Here we see the issue become more complex with fan demographics playing a part in how an artist is viewed. The Beatles for example, were ridiculed for years by critics for the fact that most of their fans were female. Now, with their catalogue being reclaimed by male fans, mostly based on their later, more experimental albums, they are seen as music heroes and they’ve been welcomed with open arms into the music-that-means-you-have-good-taste group. I wonder if the same thing will happen to One Direction?

Now, as it turns out my friend who had been told she has trash taste is a big fan of a lot of female artists. And the person telling her she had trash taste was, indeed, a straight white man. I think you could hear my eye roll in Japan.

The erasure of culture consumed primarily by women is an insidious problem the music (and film, tv, literature etc) industry must face. How can female artists thrive in an environment where their music is seen as lower value than male artists? The music industry is, at its core, misogynistic, racist and homophobic and it has to change.

So, can we please agree once and for all that in 2023, telling someone they have trash taste because they prefer Taylor Swift to Ed Sheeran, Nicki Minaj to Jay-Z or The Slits to The Sex Pistols is outdated. In fact let’s just say making yourself the judge of anyone’s taste in general is outdated, ill-informed and offensive. Taste is subjective, as male critics have proven by successfully driving the idea that male dominated musical genres are ‘better’ despite having no basis for this.
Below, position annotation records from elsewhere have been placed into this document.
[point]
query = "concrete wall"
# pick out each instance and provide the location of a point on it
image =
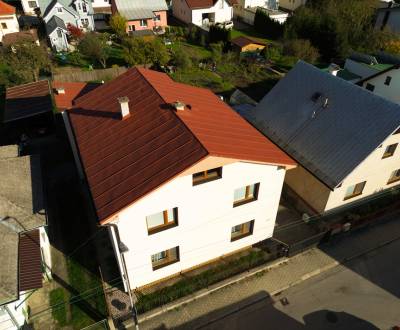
(391, 91)
(291, 4)
(205, 215)
(11, 23)
(310, 189)
(150, 22)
Music is one of our oldest forms of entertainment and it means something different to everyone. All art forms are to be interpreted by the consumer in whatever way it appears to them. So why would you ever compare your own tastes to someone else’s? Especially if your comparison has highly misogynistic, racist and homophobic overtones.

Male readers of this – do better. Male music listeners – do better. Male music industry professionals – definitely do better. Support female artists, uplift them and for the love of god actually listen to them.

N.B. the same argument could (and maybe I will) be made about rap with regard to racism and misogynoir however this article would be ridiculously long. 

If you are interested in the points raised in this article I will also take the liberty of recommending the book Shine Bright by Danyel Smith.